Midad, voyage en arabe(sque)

Manuscrits, morceaux de textiles, céramiques, armures et amulettes, tous ces supports d'expression, puisés dans la collection privée de Dar el-Nimer, sont réunis dans une précieuse exposition* qui retrace la vie et l'influence de la calligraphie arabe.

A Dar el-Nimer, l’exposition « Midad: The Public and Intimate Lives of Arabic Calligraphy ». Photo Christian Moussa

Au XIXe siècle, après avoir été longtemps prohibée sous l'Empire ottoman, l'imprimerie y est finalement introduite. On raconte que face à cette menace futuriste, les calligraphes d'Istanbul, terrorisés, avaient manifesté dans les rues, brandissant des cercueils où ils avaient couché leurs roseaux et leurs encriers.

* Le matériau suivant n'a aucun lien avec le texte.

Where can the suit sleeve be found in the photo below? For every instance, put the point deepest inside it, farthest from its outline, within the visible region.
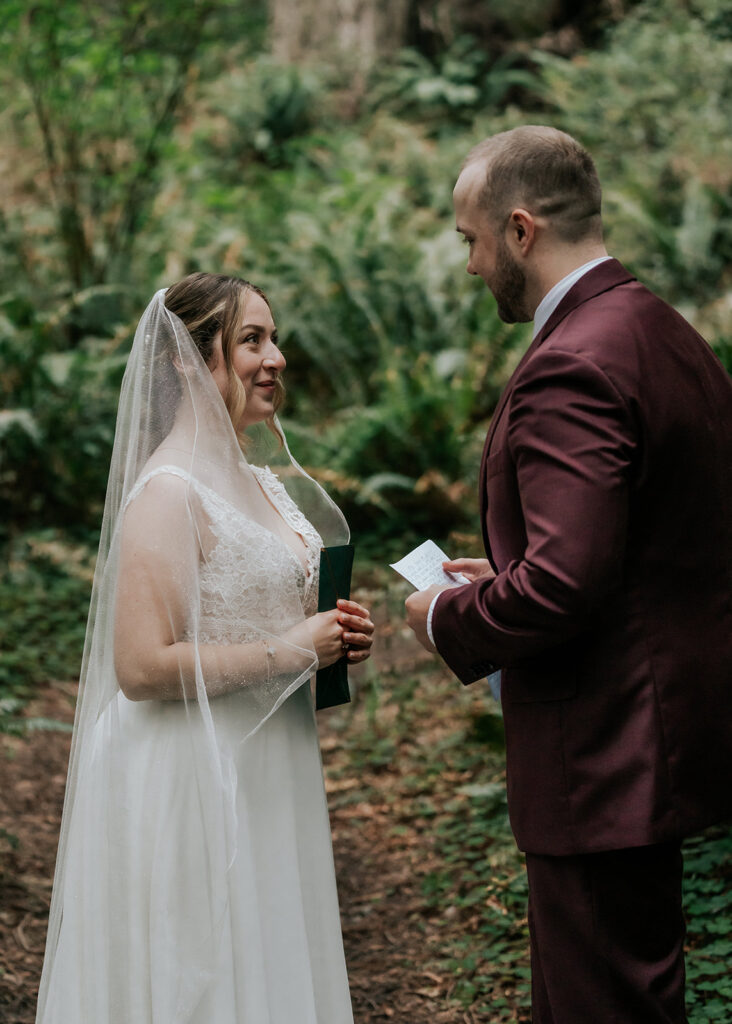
(572, 441)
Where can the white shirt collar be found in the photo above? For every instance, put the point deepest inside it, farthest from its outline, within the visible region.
(553, 297)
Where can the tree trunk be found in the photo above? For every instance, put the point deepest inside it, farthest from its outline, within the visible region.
(357, 30)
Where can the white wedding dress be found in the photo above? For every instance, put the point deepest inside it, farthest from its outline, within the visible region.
(277, 957)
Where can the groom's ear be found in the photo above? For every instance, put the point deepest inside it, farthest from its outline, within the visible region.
(521, 231)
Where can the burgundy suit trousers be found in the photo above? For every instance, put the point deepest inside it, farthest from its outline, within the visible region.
(607, 937)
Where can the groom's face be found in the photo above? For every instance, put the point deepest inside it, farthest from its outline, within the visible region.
(489, 256)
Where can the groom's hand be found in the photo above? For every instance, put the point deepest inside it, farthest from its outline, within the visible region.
(418, 604)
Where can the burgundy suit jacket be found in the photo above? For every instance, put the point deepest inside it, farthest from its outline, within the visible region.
(606, 507)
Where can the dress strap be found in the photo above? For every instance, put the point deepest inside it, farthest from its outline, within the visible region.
(158, 471)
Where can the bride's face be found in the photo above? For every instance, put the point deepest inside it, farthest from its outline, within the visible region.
(255, 359)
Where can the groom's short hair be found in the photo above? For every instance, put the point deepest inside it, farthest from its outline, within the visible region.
(546, 171)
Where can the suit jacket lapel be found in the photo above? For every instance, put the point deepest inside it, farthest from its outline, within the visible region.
(600, 279)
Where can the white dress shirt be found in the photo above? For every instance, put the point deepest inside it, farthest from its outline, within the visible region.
(544, 310)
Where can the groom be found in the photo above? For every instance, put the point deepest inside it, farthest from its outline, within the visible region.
(606, 599)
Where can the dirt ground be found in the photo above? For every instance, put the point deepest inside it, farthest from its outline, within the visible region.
(392, 944)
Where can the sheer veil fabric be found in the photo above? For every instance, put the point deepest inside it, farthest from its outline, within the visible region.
(172, 801)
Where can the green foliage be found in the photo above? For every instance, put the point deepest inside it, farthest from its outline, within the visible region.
(260, 113)
(446, 92)
(707, 901)
(44, 600)
(101, 87)
(58, 420)
(653, 109)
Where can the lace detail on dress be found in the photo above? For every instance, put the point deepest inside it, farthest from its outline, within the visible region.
(292, 515)
(252, 584)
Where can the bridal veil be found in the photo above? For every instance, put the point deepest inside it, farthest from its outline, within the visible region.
(175, 450)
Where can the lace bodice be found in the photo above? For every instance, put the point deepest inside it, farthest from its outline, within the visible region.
(250, 579)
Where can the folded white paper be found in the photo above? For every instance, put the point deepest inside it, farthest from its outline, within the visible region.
(423, 567)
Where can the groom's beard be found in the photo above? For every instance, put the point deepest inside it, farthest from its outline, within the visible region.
(509, 287)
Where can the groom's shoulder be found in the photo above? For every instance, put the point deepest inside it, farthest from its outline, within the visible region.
(619, 324)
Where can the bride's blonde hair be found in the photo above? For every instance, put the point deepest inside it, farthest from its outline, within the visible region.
(208, 303)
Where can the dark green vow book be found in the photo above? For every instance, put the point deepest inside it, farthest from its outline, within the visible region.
(336, 565)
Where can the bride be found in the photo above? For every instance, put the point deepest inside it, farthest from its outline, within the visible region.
(195, 880)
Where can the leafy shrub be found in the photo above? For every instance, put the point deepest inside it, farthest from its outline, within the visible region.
(653, 109)
(44, 600)
(258, 113)
(57, 423)
(447, 90)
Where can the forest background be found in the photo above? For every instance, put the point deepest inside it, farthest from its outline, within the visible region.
(311, 146)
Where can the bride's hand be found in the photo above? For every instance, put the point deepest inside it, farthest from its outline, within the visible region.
(324, 632)
(472, 568)
(358, 630)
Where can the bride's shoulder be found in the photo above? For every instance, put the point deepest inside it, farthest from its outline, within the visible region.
(162, 486)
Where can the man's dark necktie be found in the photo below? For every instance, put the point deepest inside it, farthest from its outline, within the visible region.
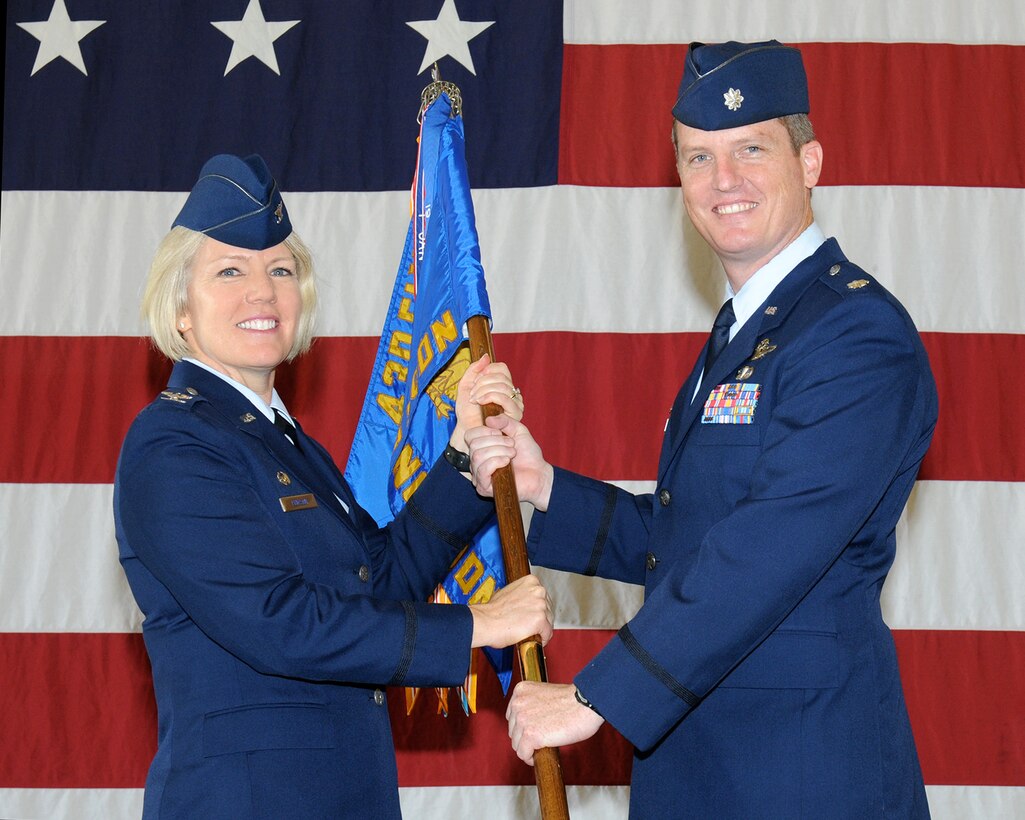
(720, 335)
(287, 429)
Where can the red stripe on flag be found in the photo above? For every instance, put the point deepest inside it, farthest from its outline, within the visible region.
(949, 123)
(104, 381)
(81, 709)
(966, 699)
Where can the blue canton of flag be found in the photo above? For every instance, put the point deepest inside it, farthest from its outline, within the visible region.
(409, 411)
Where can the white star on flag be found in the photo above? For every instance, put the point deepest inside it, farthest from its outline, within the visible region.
(58, 37)
(253, 36)
(449, 36)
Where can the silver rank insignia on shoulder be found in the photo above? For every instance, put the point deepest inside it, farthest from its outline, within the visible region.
(764, 349)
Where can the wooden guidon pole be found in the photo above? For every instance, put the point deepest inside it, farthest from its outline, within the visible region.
(547, 769)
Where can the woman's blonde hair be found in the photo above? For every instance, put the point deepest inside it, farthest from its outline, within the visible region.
(166, 294)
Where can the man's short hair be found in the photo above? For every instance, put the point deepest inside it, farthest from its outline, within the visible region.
(798, 128)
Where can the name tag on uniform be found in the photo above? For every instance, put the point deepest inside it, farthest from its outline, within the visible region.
(291, 503)
(731, 404)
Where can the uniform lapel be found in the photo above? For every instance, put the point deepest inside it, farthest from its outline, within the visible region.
(247, 420)
(742, 345)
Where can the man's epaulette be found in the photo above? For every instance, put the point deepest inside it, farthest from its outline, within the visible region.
(176, 397)
(846, 279)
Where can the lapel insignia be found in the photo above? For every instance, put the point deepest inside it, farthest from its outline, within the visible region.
(765, 347)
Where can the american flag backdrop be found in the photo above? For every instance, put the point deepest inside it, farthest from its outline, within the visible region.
(602, 295)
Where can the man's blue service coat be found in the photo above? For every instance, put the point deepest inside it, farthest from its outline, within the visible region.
(759, 679)
(271, 632)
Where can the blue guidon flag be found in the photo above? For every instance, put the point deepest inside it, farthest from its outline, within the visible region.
(409, 410)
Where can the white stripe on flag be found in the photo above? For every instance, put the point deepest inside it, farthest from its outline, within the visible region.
(609, 259)
(959, 564)
(498, 803)
(791, 22)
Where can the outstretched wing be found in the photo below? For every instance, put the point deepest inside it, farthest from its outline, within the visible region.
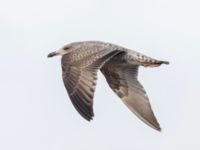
(80, 79)
(122, 78)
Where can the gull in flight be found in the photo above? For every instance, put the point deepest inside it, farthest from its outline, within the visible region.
(80, 64)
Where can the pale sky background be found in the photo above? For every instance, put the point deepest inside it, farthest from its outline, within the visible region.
(35, 111)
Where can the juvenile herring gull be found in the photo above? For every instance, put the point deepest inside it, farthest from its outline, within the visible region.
(80, 64)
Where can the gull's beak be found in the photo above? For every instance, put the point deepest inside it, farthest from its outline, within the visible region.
(52, 54)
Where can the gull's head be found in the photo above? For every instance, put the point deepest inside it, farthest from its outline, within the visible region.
(62, 51)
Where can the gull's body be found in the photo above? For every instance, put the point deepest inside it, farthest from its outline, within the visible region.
(80, 64)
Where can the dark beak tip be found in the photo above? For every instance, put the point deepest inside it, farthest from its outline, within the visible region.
(51, 54)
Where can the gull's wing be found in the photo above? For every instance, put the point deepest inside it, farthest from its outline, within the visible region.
(122, 78)
(80, 78)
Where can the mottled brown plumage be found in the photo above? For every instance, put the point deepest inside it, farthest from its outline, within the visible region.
(80, 64)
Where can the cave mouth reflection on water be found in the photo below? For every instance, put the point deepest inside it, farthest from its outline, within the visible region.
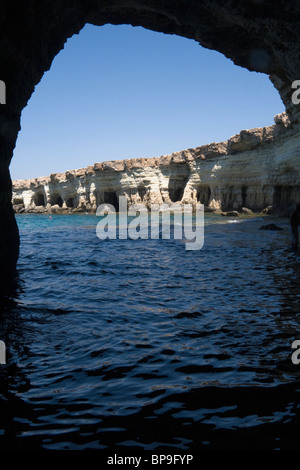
(138, 344)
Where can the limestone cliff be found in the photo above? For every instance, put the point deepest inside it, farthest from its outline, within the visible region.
(261, 35)
(255, 168)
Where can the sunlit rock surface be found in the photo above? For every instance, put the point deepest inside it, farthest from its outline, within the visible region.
(254, 169)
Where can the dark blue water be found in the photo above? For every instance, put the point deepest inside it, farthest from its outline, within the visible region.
(142, 345)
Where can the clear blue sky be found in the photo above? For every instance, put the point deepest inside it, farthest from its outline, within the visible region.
(118, 92)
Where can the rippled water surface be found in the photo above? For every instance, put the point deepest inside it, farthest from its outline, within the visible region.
(140, 344)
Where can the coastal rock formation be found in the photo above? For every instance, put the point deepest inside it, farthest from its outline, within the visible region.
(253, 169)
(261, 35)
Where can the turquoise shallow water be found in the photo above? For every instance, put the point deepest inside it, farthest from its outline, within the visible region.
(142, 345)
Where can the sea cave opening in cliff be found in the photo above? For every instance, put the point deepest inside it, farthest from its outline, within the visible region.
(125, 92)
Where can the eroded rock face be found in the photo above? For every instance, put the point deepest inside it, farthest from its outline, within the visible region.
(254, 169)
(260, 35)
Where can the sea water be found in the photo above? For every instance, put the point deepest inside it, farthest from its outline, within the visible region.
(143, 345)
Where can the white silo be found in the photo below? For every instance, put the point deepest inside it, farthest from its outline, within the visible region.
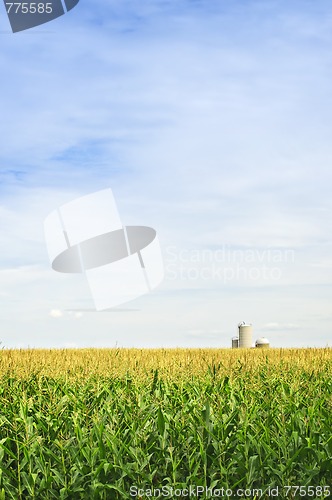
(262, 343)
(245, 335)
(235, 342)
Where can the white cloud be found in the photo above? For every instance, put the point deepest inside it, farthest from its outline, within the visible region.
(210, 122)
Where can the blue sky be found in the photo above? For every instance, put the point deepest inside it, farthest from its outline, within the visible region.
(211, 122)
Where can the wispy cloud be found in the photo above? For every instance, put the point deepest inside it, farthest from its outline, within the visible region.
(210, 121)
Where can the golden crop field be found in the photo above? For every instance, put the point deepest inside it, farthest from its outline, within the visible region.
(165, 423)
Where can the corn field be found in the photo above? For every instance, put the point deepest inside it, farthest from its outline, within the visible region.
(124, 423)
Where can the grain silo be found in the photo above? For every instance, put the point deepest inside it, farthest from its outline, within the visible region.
(235, 342)
(245, 335)
(262, 343)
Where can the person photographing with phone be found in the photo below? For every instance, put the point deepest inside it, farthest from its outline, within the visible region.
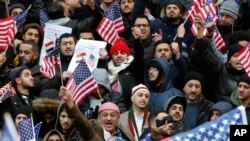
(160, 126)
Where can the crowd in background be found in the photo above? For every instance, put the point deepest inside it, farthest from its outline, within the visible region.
(158, 79)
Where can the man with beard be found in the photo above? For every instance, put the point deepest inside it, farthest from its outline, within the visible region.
(198, 107)
(105, 128)
(156, 132)
(135, 120)
(67, 48)
(241, 96)
(22, 81)
(176, 107)
(172, 12)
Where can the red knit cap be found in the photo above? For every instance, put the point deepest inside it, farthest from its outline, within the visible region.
(119, 44)
(109, 106)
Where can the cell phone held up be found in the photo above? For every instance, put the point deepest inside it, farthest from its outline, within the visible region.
(168, 118)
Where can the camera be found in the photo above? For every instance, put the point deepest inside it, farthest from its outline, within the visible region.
(168, 118)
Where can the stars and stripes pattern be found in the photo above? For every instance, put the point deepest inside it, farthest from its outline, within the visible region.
(19, 19)
(111, 24)
(215, 130)
(82, 83)
(244, 57)
(27, 131)
(218, 40)
(7, 32)
(207, 10)
(6, 91)
(51, 61)
(43, 17)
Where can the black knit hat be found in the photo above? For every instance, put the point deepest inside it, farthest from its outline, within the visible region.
(26, 110)
(244, 78)
(192, 75)
(16, 72)
(232, 50)
(177, 3)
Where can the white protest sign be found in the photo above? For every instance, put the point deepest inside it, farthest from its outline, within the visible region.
(87, 50)
(51, 32)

Leur cortège funèbre présageait la mort imminente de cette technique ancestrale où les mots s'étirent, s'alanguissent et s'ourlent d'ornements cryptés, enluminures creusées à l'encre sur les feuilles au grain épais que le calligraphe laboure comme un champ (chant ?) de tous les possibles. Deux siècles plus tard, si l'imprimerie n'a pas réussi à signer l'acte de décès de la calligraphie, elle en a seulement déplacé la pratique vers d'autres champs. Voilà ce que célèbre Midad, en résumé : avec ses lettrages qui émigrent du livre, le Coran, vers l'arabesque, la tapisserie, la porcelaine, l'enluminure, en dépit de leurs bifurcations, des chevauchements, des dédoublements : la pérennité de la calligraphie arabe.

 

Au-delà du script
Dans le blanc monacal du bel espace de Dar el-Nimer, Rachel Dedman, curatrice de Midad (exposition basée sur une recherche du Dr Alain Georges), tient à élargir la portée de cet événement : « Le but est d'explorer l'influence de la calligraphie arabe au-delà du script dans son sens le plus strict. » Sur un parcours de six sections qui prend des airs de flâneries arabisantes, Midad commence donc par énoncer l'évolution des calligraphies arabes du Kufi au Nastaliq. Dans un deuxième temps, à travers une installation vidéo réalisée par Ramzi Hibri, l'exposition détaille l'aspect technique de la chose, que la curatrice décrit comme « une sorte de combat sensuel entre un pinceau et du papier ». Et de poursuivre : « La suite de l'exposition emprunte une démarche anthropologique qui consiste à connecter ces cents pièces qui s'étendent entre les VIIIe et XXe siècles pour explorer leur influence sur le monde et les territoires arabes en particulier. »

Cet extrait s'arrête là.